September 29 is the first National Silent Movie Day, when we celebrate the years when movies didn’t have soundtracks. To celebrate the day, watch silent films, read about their history, and marvel at the glorious restorations of hundred-year-old films.
This is not a Bay Area thing. As the name tells us, it’s national. However, since very few things are happening locally, I’m listing the Day as a Bay Area festival.
Here’s what’s happening silently around the Bay. All the dates are Wednesday, September 29.

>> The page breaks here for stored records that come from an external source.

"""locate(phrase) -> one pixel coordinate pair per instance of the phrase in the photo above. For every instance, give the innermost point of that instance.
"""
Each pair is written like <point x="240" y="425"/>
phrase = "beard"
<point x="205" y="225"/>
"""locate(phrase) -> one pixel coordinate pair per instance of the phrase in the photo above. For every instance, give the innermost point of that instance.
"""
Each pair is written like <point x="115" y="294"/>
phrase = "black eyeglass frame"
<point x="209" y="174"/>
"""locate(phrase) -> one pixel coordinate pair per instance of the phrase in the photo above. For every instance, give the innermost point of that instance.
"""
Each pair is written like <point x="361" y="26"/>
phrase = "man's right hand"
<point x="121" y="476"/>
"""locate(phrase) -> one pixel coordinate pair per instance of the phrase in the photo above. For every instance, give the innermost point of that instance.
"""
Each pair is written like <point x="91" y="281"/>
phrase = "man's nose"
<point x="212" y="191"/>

A- The Man with a Movie Camera (1929), BAMPFA, 7:00
35mm! Dziga Vertov’s documentary of people at work and play uses strange and comical double exposures, visual effects, and maddeningly fast editing to keep things lively. Or is it a mockumentary? The movie often follows a cameraman making a documentary of people at work and play. The result is exhilarating, entertaining, and, of course, Communist propaganda. Vertov paints a picture of the Stalinist USSR as a place where people work hard, then play hard in healthy activities. No starving Ukrainians here. Piano accompaniment by Judith Rosenberg.
BAMPFA hasn’t mentioned National Silent Movie Day, but it’s screening a silent film and it’s playing on the right day.
Charlie Chaplin Shorts, Rialto, 1:00, 4:00, 7:00
Chaplin did much of his best work at Mutual. To be honest, these would not be my choices of Chaplin Mutuals, but with the exception of The Fireman, they’re all very funny. Of these six shorts, my favorite is The Pawnshop. The music, I assume, is recorded. You can read my opinion of these shorts at Part 5, Part 6, and Part 7 of my Chaplin Diary.
Niles Essanay Silent Film Museum, through the day
The Bay Area’s only silent film museum can’t play movies in their theater yet, so they’re providing two rare shorts: The Judge’s Ward and Her Final Choice. Film collector Michael Aus is presenting the event, with David Drazin on the piano. It will be streaming, and free.
Turner Classic Movies
If you have cable or satellite, you’ll be glad to know that the channel for movie lovers is going silent (in a good way) on the 29th. The silents that will play in your home that day include The Passion of Joan of Arc, The Wind, Flesh and the Devil (photo above), The Freshman, and City Lights. Recent documentaries about silents include The Méliès Mystery and Be Natural: The Untold Story of Alice Guy Blaché.
I don’t have cable or satellite, but I stream HBO Max, which has a TCM section. I’m hoping that TCM on HBO will go all silent that day.
But why does National Silent Movie Day land on a weekday. Why not on a weekend?